Right away in early spring, House Sparrows moved in. They didn’t mind that the entrance hole was now giant (chewed by a squirrel who had contemplated using the house for himself ), and got busy collecting feathers from the chicken coop, and other refuse from around our house to make their messy nest. We’ve been hearing the cheeping of the young for a couple of weeks now, and they should be ready to fledge anytime.

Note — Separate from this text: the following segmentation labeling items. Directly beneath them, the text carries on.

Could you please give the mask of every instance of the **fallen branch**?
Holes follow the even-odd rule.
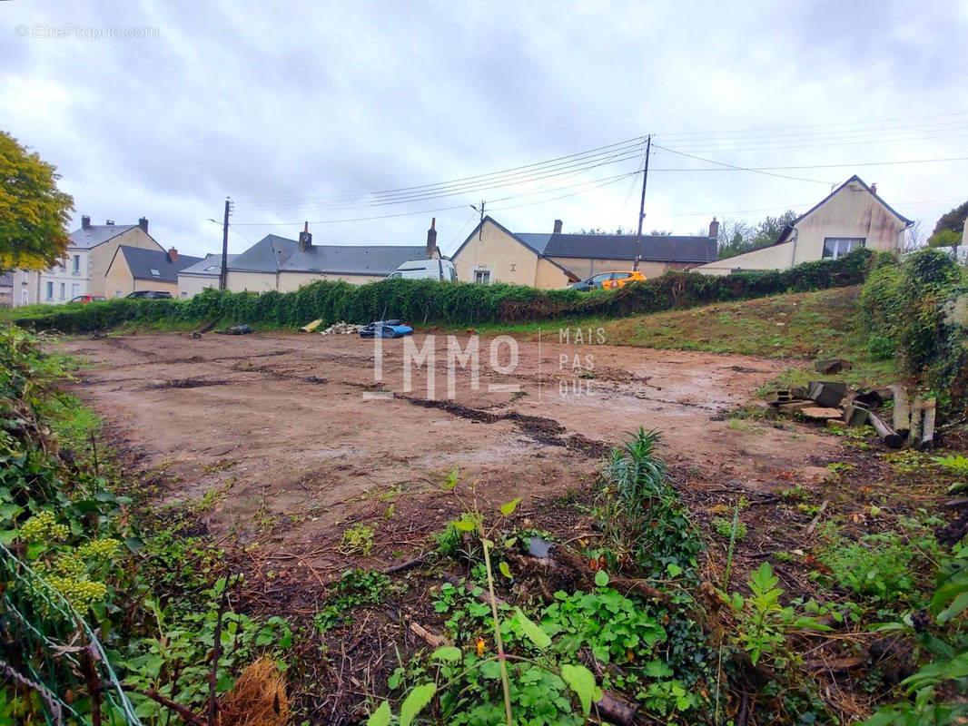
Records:
[[[411,633],[413,633],[419,638],[422,638],[431,648],[439,648],[440,646],[444,646],[447,644],[446,638],[444,638],[442,635],[437,635],[436,633],[432,633],[430,630],[425,628],[419,622],[414,622],[413,620],[410,620],[409,627]]]
[[[138,696],[150,698],[155,703],[161,704],[166,709],[171,709],[171,711],[177,713],[185,723],[191,724],[192,726],[205,726],[205,719],[201,716],[196,715],[190,710],[186,709],[181,704],[175,703],[167,696],[163,696],[154,688],[145,688],[143,691],[139,691],[133,685],[122,684],[121,689],[127,691],[128,693],[136,693]]]
[[[934,419],[937,415],[937,400],[928,399],[923,402],[923,407],[924,408],[924,421],[922,426],[920,448],[922,451],[926,451],[934,448]]]
[[[403,572],[404,570],[408,570],[411,567],[416,567],[418,564],[423,564],[423,557],[414,558],[413,560],[408,560],[407,561],[400,562],[399,564],[391,564],[389,567],[383,569],[384,575],[392,575],[395,572]]]
[[[820,518],[824,515],[827,510],[828,499],[824,499],[824,502],[820,505],[820,509],[817,510],[817,516],[813,518],[810,526],[806,528],[806,533],[812,534],[813,530],[817,529],[817,523],[820,522]]]
[[[480,588],[481,590],[480,592],[474,592],[475,590],[478,590],[479,586],[472,585],[471,583],[469,583],[467,580],[464,580],[458,577],[457,575],[452,575],[449,572],[441,572],[440,579],[443,580],[444,582],[450,583],[455,588],[464,588],[468,592],[472,594],[474,597],[483,602],[485,605],[491,604],[491,595],[488,594],[487,590],[485,590],[483,588]],[[497,605],[499,608],[507,605],[507,602],[500,599],[497,595],[494,596],[494,602],[495,605]]]
[[[564,547],[555,549],[554,564],[559,562],[567,565],[580,579],[586,582],[593,582],[594,573],[589,567],[589,563],[584,558],[576,555],[571,550]],[[626,592],[637,592],[643,597],[654,598],[667,606],[672,606],[672,597],[657,588],[653,588],[645,580],[635,580],[620,575],[614,575],[609,578],[609,585],[616,590],[623,590]]]
[[[904,439],[884,423],[881,417],[874,413],[874,411],[868,414],[867,420],[870,421],[870,425],[874,427],[885,446],[892,449],[899,449],[904,445]]]
[[[600,700],[595,701],[594,708],[598,712],[598,717],[602,721],[618,723],[621,724],[621,726],[630,724],[632,719],[635,718],[636,711],[639,710],[636,704],[631,704],[618,696],[613,696],[611,693],[605,692],[602,692]]]
[[[907,391],[902,385],[892,385],[891,389],[894,392],[894,431],[901,439],[907,439],[911,432],[911,405]]]

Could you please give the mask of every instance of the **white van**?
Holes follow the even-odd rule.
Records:
[[[438,280],[441,283],[457,281],[457,270],[449,259],[411,259],[404,262],[390,275],[387,280],[402,277],[406,280]]]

In a dramatic turn of events, our domestic predator, Delilah, killed the mother House Sparrow yesterday. Delilah is officially an indoor cat, but when the weather gets warm, she sometimes slips out the open back door, and we let her wander around the garden with us–since she doesn’t go out much, she’s too scared of the world to stray. But she reminds me what swift and effective predators domestic cats are. I’d barely turned my back on her before she brought her recently-live prey proudly into the house.
I suppose if we could teach cats, which are NOT “natural predators” in the landscape–they are naturally predacious, which is different–to kill only nonnative birds such as House Sparrows, maybe there would be some kind of balance, but that is not how it works. Once, after another of her secret forays into the backyard wilds, Delilah brought me a MacGillivray’s Warbler, one of the few ever sighted in West Seattle. I was able to release that bird, but can’t know how it fared, as even tiny cat bites are deadly to birds.
In any case, I gently separated Delilah from her dead sparrow (disappointment!–Delilah did not forgive me for hours); even if this was “just” a House Sparrow, she was lovely in her own right, and I was sorry for her. I buried her in a shady garden corner.
But things are not all bad for the sparrow family. While many songbird species leave care of the young to the female, male House Sparrows are active in the feeding of the nestlings. Mr. House Sparrow did seem agitated and confused after witnessing the loss of his mate, but he “manned-up” right away, and got busy feeding his brood. This morning I imitated the call of the male house sparrow, and for the first time one of the nestlings peeked out.
I believe we have two ethical options regarding the nonnative starlings and House Sparrows nesting in our yards:
1. Try to prevent them–remove their nests or eggs, cover inviting potential nest-spots (both are cavity-nesters, and like things like gutter cornices or heater vents). I never advocate harming individual birds, or their young after hatching. (See my post on the Roofer’s Birdhouse for more on this.)
2. If they do nest in our yards, then we should make the most of it. These are approachable, watchable birds, and we can learn a lot about all birds by observing them closely. (See my earlier post on House Sparrows for more on this.)
Is there drama in your little plot of urban wilderness? I’d love to hear about it.